Calle Mayor and the surrounding streets in the old town regularly host free concerts in June and July — check the Ajuntament d'Altea website or ask at the tourist office on Calle Sant Pere for what's on during your stay. I've stumbled across jazz trios, flamenco nights and classical guitar recitals all within a two-minute walk of the church square.
Centro Cultural de Altea (the cultural centre near the old port) runs a full summer programme including theatre, music and art exhibitions. Entry is often free or under €10. It's the kind of thing that surprises visitors who expected a typical beach town.
For a more consistent live music offering, The Irish Rover on the Avenida del Mediterráneo is — yes — an Irish pub, and unashamedly so. It's been here forever, it's friendly, the Guinness is cold and on summer weekends there's usually a live act covering everything from Tom Petty to Oasis. Sometimes you just want that.

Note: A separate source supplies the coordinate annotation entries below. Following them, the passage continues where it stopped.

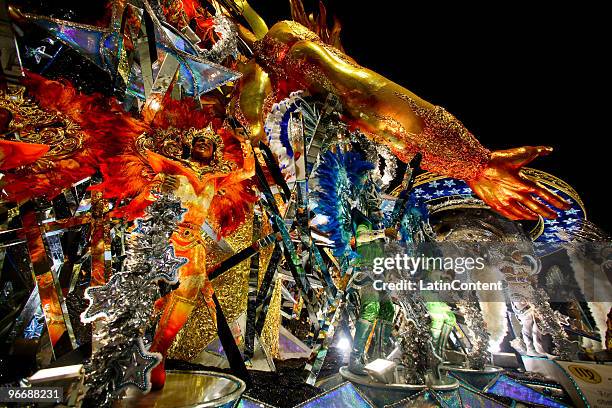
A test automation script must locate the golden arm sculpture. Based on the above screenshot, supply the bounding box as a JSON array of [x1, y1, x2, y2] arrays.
[[230, 1, 568, 220]]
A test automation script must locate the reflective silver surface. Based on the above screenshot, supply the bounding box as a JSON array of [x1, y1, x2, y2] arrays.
[[116, 370, 246, 408]]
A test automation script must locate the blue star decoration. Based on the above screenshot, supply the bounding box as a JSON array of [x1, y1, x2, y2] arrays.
[[410, 169, 586, 251], [19, 1, 241, 100], [147, 245, 188, 285], [114, 339, 162, 393], [23, 308, 45, 339]]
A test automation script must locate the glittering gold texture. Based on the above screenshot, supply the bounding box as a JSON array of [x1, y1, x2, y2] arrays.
[[0, 85, 83, 173], [168, 213, 253, 361], [255, 21, 490, 180], [261, 279, 283, 358]]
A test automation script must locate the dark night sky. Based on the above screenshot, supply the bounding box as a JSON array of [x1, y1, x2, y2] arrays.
[[11, 0, 612, 232], [252, 0, 612, 231]]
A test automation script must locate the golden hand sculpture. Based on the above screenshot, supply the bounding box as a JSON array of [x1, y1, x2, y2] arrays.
[[467, 146, 569, 220]]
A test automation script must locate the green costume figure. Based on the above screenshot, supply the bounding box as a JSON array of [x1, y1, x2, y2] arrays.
[[349, 209, 395, 375], [425, 302, 457, 355]]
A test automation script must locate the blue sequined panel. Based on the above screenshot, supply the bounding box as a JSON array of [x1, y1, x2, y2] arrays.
[[299, 383, 374, 408], [487, 375, 566, 407], [452, 371, 497, 390], [434, 390, 462, 408]]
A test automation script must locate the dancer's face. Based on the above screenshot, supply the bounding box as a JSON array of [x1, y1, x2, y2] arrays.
[[191, 137, 215, 163]]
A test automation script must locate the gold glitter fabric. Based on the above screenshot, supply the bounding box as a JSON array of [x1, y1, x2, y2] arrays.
[[255, 21, 491, 180], [261, 279, 283, 358], [403, 95, 491, 180], [168, 213, 253, 361]]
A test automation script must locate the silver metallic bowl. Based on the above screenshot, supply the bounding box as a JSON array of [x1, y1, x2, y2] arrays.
[[117, 370, 246, 408]]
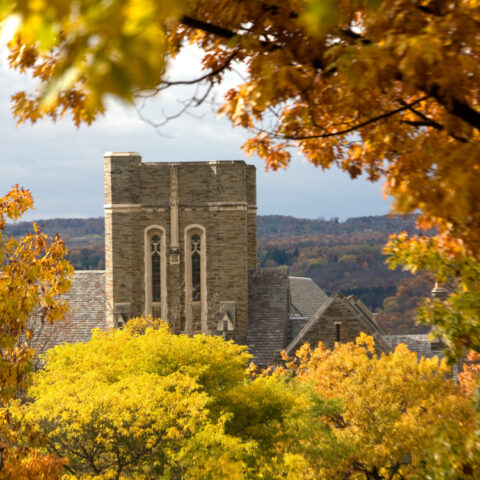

Late Night: What Happens After Midnight
Altea winds down rather than ramps up after midnight — which is one of the things I love about it. The real late-night crowd tends to drift towards Calpe or Benidorm if they want clubs and DJs. What stays open in Altea are a handful of relaxed bars that keep serving until 2am or 3am on weekends.
Bar Labrusa in the lower town is a local institution — tiny, always packed on weekend nights, with a wine list that punches well above its price point. The owner knows his Valencian wines and he'll talk you through them if you ask.
In June especially, the temperature stays warm long into the night — often 22-24°C at midnight — so much of the evening life is simply about being outside, somewhere beautiful, with a drink in hand. That's not a consolation prize. That is the nightlife.
Practical Tips for Evenings in Altea
- Parking in the evening: easier than during the day. The Carrefour car park near the N-332 allows free overnight parking, and the lower seafront usually frees up after 8pm.
- Dress code: smart-casual for restaurants in the old town. Nobody dresses up dramatically, but shorts and flip-flops in a nice restaurant will get you looks.
- Cash: most places take cards now, but a few smaller bars in the old town are still cash-only. Bring €20-30 just in case.
- June temperatures: warm evenings mean you don't need a jacket, but women often bring a light wrap for the old town where streets channel occasional breezes.
Stay Close to the Action
The best way to enjoy Altea's evenings is to be based in the town itself, not 15 minutes' drive away on a hill. Browse our available properties in Altea — several are within a short walk of the promenade and old town, which means you can wander home at midnight without a taxi. Booking directly with us saves you up to 18% compared to Airbnb, and you get a real person to ask about what's on during your stay.
Altea after dark is one of those experiences that sounds understated until you've actually had it. A long dinner on a warm night, the church lit up above you, live music floating down the hill — there are worse ways to spend a June evening on the Costa Blanca.